Cellphone data reveals why humans suck at navigating cities
People’s brains are not wired for optimal navigation.
Think of your morning walk to work, school, or your favorite coffee shop. Are you taking the shortest possible route to your destination?
According to big data research that my colleagues and I conducted, the answer is no: People’s brains are not wired for optimal navigation.
Instead of calculating the shortest path, people try to point straight toward their destinations — we call it the “pointiest path” — even if it is not the most efficient way to walk.
As a researcher who studies urban environments and human behavior, I have always been interested in how people experience cities, and how studying this can tell researchers something about human nature and how we’ve evolved.
Optimal navigation: Chasing down a hunch
Long before I could run an experiment, I had a hunch. Twenty years ago, I was a student at the University of Cambridge, and I realized that the path I followed between my bedroom at Darwin College and my department on Chaucer Road was, in fact, two different paths. On the way to Chaucer, I would take one set of turns. On the way back home, another.
Surely one route was more efficient than the other, but I had drifted into adapting two, one for each direction. I was consistently inconsistent, a small but frustrating realization for a student devoting his life to rational thinking. Was it just me, or were my fellow classmates — and my fellow humans — doing the same?
Around 10 years ago, I found tools that could help answer my question. At the Senseable City Lab at the Massachusetts Institute of Technology, we were pioneering the science of understanding cities by analyzing big data, and in particular digital traces from cell phones.
Studying human mobility, we noticed that, on the whole, people’s routes were not conservative, meaning they did not preserve the same path from A to B as the opposite direction, from B to A.
However, the technology and analytical methods of that time prevented us from learning more — in 2011, we could not reliably tell a pedestrian apart from a car. We were close, but still a few technological steps short of tackling the enigma of human navigation in cities.
Big cities, big data
Today, thanks to access to data sets of unparalleled size and accuracy, we can go further. Every day, everyone’s smartphones and apps collect thousands of data points.
Collaborating with colleagues at the MIT Department of Brain and Cognitive Sciences and other international scholars, we analyzed a massive database of anonymized pedestrian movement patterns in San Francisco and Boston. Our results consider questions that my young self at Cambridge didn’t know to ask.
After we analyzed pedestrian movement, it became clear that I am not the only one who navigates this way: Human beings are not optimal navigators.
After accounting for possible interference from people letting Google Maps choose their path for them, our analysis of our big data sets fueled several interconnected discoveries.
First, human beings consistently deviate from the shortest possible path, and our deviations increase over longer distances. This finding probably seems intuitive. Previous research has already shown how people rely on landmarks and miscalculate the lengths of streets.
Our study was able to go a step further: developing a model with the capability to accurately predict the slightly irrational paths that we found in our data.
We discovered that the most predictive model — representing the most common mode of city navigation — was not the quickest path, but instead one that tried to minimize the angle between the direction a person is moving and the line from the person to their destination.
This finding appears to be consistent across different cities. We found evidence of walkers attempting to minimize this angle in both the famously convoluted streets of Boston and the orderly grid of San Francisco.
Scientists have recorded similar behaviors in animals, which are described in the research literature as vector-based navigation. Perhaps the entire animal kingdom shares the idiosyncratic tendencies that confused me on my walk to work.
Evolution: From savannas to smartphones
Why might everyone travel this way? It’s possible that the desire to point in the right direction is a legacy of evolution.
In the savanna, calculating the shortest route and pointing straight at the target would have led to very similar outcomes. It is only today that the strictures of urban life — traffic, crowds, and looping streets — have made it more obvious that people’s shorthand is not quite optimal.
Still, vector-based navigation may have its charms. Evolution is a story of trade-offs, no optimizations, and the cognitive load of calculating a perfect path rather than relying on the simpler pointing method might not be worth a few saved minutes.
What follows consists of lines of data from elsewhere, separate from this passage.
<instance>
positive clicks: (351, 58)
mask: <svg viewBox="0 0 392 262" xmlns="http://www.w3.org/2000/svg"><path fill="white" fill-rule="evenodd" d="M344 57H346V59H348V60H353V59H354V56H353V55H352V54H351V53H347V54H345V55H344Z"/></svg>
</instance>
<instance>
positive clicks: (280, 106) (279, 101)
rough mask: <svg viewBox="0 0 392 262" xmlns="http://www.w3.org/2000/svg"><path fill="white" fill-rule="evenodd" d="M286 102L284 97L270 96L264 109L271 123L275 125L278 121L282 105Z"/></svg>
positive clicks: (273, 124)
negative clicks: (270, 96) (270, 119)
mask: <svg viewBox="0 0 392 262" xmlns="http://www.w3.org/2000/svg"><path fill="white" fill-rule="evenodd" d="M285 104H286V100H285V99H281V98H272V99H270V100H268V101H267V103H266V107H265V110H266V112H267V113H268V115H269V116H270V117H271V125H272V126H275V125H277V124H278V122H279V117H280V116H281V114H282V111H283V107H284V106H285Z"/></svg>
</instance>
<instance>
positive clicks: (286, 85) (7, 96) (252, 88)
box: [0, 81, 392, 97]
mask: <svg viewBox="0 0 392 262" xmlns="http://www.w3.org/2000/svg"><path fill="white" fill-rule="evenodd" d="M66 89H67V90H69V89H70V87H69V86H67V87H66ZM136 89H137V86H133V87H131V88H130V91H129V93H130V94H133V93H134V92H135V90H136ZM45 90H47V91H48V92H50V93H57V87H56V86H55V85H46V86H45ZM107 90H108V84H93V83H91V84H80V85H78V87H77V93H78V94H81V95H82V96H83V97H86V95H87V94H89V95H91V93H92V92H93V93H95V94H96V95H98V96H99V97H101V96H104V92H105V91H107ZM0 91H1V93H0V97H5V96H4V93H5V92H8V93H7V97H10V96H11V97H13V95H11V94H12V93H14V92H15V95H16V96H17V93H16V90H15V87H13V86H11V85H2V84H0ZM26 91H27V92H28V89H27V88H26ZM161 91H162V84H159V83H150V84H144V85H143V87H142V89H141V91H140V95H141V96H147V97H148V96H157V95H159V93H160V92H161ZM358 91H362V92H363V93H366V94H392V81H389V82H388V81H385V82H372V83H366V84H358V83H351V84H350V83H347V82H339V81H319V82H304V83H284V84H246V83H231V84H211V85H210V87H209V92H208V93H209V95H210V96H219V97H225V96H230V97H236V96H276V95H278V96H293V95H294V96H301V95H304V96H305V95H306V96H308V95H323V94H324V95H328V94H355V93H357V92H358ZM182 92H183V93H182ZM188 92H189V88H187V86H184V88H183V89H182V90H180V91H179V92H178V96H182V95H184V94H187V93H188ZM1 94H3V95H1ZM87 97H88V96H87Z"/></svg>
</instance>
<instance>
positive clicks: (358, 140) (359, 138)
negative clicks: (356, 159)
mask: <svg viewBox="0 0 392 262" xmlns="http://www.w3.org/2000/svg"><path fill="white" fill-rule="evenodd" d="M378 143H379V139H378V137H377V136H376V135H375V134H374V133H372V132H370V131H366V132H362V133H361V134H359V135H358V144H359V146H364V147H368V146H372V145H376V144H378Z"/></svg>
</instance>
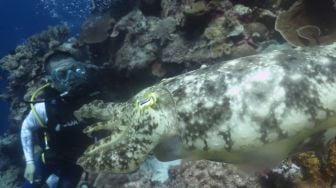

After all, early humans had to preserve brainpower for dodging stampeding elephants, just like people today might need to focus on avoiding aggressive SUVs. This imperfect system has been good enough for untold generations.
However, people are no longer walking, or even thinking, alone. They are increasingly wedded to digital technologies, to the point that phones represent extensions of their bodies. Some have argued that humans are becoming cyborgs.
This experiment reminds us of the catch: Technological prostheses do not think like their creators. Computers are perfectly rational. They do exactly what the code tells them to do.
Brains, on the other hand, achieve a “bounded rationality” of “good enough” and necessary compromises. As these two distinct entities become increasingly entangled and collide — on Google Maps, Facebook, or a self-driving car — it’s important to remember how they are different from each other.
Looking back on my university days, it is a sobering thought that humanity’s biological source code remains much more similar to that of a rat in the street than that of the computers in our pockets. The more people become wedded to technology, the more important it becomes to make technologies that accommodate human irrationalities and idiosyncrasies.